Centralized Payment Processing: Consolidating and processing payments from multiple business units, subsidiaries, or international locations.
Payment Format Conversion: Converting payment files into bank-specific or country-specific formats such as SEPA, ISO 20022, pain.001, MT101, or local payment formats.
Bank Connectivity: Connecting to multiple banks via channels such as EBICS, SWIFT, host-to-host connections, or APIs.
Approval and Authorization Workflows: Supporting multi-level payment approvals based on amount, legal entity, user role, or dual-control principles.
Payment Validation: Checking payment data for completeness, formatting errors, IBAN/BIC accuracy, duplicates, or bank-specific requirements.
Security and Fraud Prevention: Helping identify suspicious payments, unusual beneficiaries, or deviations from defined payment parameters.

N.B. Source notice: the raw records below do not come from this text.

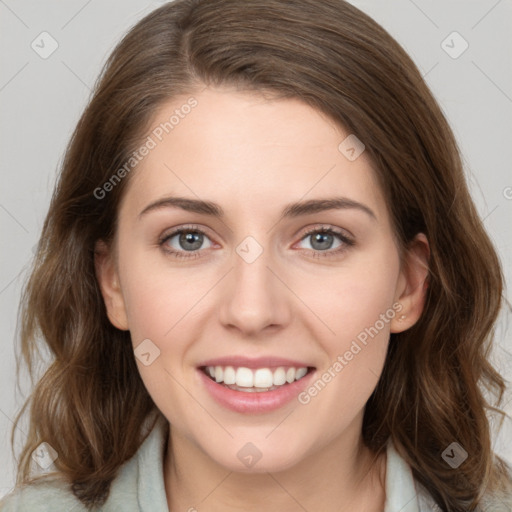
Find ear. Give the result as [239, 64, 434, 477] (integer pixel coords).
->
[391, 233, 430, 332]
[94, 240, 128, 331]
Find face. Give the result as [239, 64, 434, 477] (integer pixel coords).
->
[97, 88, 426, 472]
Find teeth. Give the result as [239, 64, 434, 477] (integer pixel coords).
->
[205, 366, 308, 391]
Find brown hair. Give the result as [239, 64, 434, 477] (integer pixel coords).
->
[5, 0, 509, 511]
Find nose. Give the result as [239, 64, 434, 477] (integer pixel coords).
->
[220, 240, 293, 337]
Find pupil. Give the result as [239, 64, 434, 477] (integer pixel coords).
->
[312, 233, 332, 249]
[180, 233, 202, 251]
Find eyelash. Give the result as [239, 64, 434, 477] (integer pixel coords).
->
[158, 225, 355, 259]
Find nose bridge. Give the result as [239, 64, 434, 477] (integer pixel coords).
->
[221, 236, 290, 333]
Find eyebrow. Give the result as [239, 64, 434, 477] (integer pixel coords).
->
[138, 196, 377, 220]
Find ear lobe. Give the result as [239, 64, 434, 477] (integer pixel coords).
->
[391, 233, 430, 333]
[94, 240, 128, 331]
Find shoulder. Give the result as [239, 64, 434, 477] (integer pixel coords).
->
[0, 479, 87, 512]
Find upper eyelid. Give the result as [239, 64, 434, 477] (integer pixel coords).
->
[159, 223, 354, 248]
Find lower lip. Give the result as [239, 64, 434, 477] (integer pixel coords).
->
[197, 369, 315, 414]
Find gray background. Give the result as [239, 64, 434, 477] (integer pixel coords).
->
[0, 0, 512, 496]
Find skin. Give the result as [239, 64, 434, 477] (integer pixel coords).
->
[96, 87, 428, 512]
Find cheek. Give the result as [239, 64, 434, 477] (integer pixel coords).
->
[294, 243, 400, 344]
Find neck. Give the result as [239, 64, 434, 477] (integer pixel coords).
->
[164, 416, 386, 512]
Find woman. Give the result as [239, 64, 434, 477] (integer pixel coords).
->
[2, 0, 511, 512]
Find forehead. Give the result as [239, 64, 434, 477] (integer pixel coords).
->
[118, 88, 386, 222]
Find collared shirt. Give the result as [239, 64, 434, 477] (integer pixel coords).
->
[0, 416, 504, 512]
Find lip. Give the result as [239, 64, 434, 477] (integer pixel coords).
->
[198, 356, 312, 370]
[197, 366, 316, 414]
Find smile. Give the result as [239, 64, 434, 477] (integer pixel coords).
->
[203, 366, 308, 393]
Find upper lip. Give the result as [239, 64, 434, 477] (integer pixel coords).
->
[198, 356, 312, 369]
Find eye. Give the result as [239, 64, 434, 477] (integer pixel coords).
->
[158, 226, 354, 258]
[294, 226, 354, 258]
[158, 226, 211, 258]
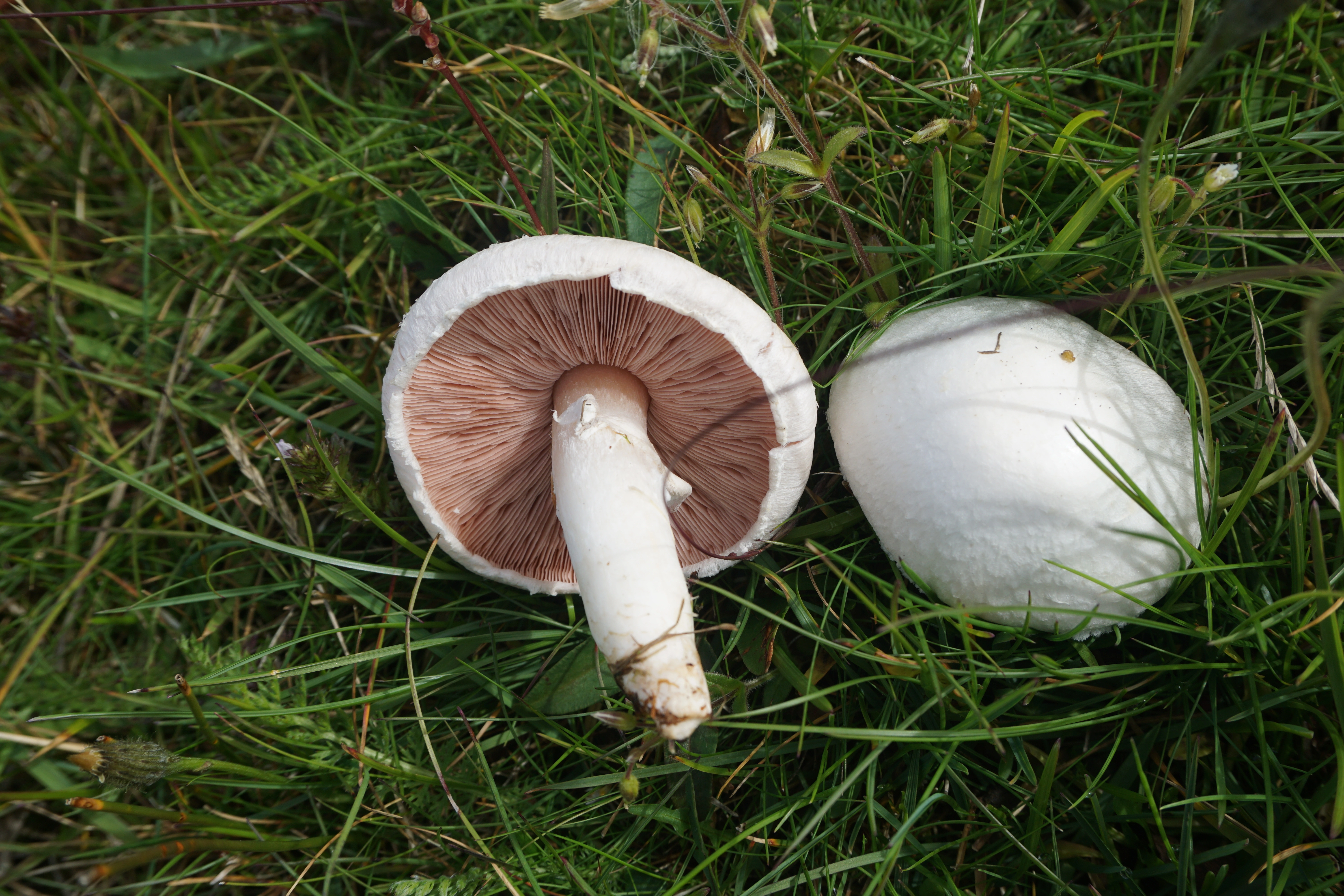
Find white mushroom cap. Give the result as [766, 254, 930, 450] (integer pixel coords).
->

Payment-on-Behalf-of Structures: Executing payments on behalf of different group companies through centralized bank accounts.
Status Tracking and Monitoring: Monitoring payment status from creation and approval through to bank execution and confirmation.
Integration with ERP and Treasury Systems: Enabling automated data exchange with accounting, treasury, cash management, or in-house banking systems.
Reporting and Audit Trail: Creating reports, logs, and documentation for internal controls, audits, and compliance requirements.
A multinational group consolidates payments from several subsidiaries through a central payment factory platform.
A shared service center processes supplier payments from multiple ERP systems and forwards them to the relevant banks in standardized formats.
A treasury department uses a payment factory to centrally monitor payment approvals, bank communication, and status messages.
A company automatically converts payment files from different countries into the required local or bank-specific formats.
A corporate group executes payments on behalf of individual entities through central bank accounts, reducing the number of local banking relationships.